Star Rating:

Devil's Knot

Director: Atom Egoyan

Actors: Colin Firth, Dane DeHaan

Release Date: Monday 30th November -0001

Genre(s): Drama

Running time: 114 minutes

The true story of the West Memphis Three has already been pretty well covered by cinema, with superb documentaries like Paradise Lost and West Of Memphis covering the subject as well as humanly possible. For someone to take on a dramatized take of events, they’d want to be bringing something pretty special to the table. Unfortunately, all that director Atom Egoyan brings is an overqualified cast who are left bobbing around looking for something to do.

Pam (Reese Witherspoon) and Terry (Alessandro Nivola) Hobbs are the parents of one of three boys who go missing, but are soon found murdered at the bottom of a nearby river. It’s not long before the finger is being pointed at local goths, believed to be devil worshippers, with the state rounding them up and looking for the death penalty. Anti-capital punishment investigator Ron Lax (Colin Firth) decides to join their defence team, and before too long begins to pull apart the prosecutor’s poorly built case against them, but with the local townsfolk already assigning blame, their possible innocence might not be enough for them to be found not guilty.

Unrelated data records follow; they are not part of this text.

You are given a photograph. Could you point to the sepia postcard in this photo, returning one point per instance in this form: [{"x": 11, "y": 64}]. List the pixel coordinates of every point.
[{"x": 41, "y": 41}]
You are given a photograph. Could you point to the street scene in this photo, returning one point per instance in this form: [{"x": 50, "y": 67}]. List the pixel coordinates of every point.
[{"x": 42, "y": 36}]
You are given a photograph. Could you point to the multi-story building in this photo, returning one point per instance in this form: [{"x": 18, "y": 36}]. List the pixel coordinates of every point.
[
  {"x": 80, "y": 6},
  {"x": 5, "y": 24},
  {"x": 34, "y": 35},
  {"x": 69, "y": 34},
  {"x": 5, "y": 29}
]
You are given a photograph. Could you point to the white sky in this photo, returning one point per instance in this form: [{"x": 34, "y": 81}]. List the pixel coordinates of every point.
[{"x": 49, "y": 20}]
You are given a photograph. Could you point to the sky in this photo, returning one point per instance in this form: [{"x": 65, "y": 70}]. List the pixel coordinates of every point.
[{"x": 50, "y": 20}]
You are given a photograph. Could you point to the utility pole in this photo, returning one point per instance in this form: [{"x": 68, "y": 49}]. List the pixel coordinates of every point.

Between Egoyan’s unsure direction and a screenplay co-written by Scott Derrickson, who is best known for horror films like Sinister and The Exorcism Of Emily Rose, it’s clear from the offset that Devil’s Knot has no idea what kind of film it wants to be. At some points it feels as if that it’s trying to ape David Fincher’s Zodiac, with precision camera-moves and focused moments on the deluge of evidence. Then it’s trying to be Oliver Stone’s JFK, alluding to a great conspiratorial cover-up and a complete miscarriage of justice. Finally, and most tastelessly of all, it tries to be a glossy John Grisham courthouse thriller, and considering the subject matter, that just doesn’t work. Then there’s the ending, which is akin to Titanic ended right as the iceberg hit, and details of sinking being told via voiceover.

Witherspoon and Firth do their best, and with an avalanche of well-known actors – Bruce Greenwood, Dane DeHaan, Kevin Durand, Elias Koteas, Amy Ryan and more – who are given shockingly little to do, the viability of this project is clear, with potential Oscar bait written all over it. Instead, we’re left with a hollow, pointless retelling of a painful story.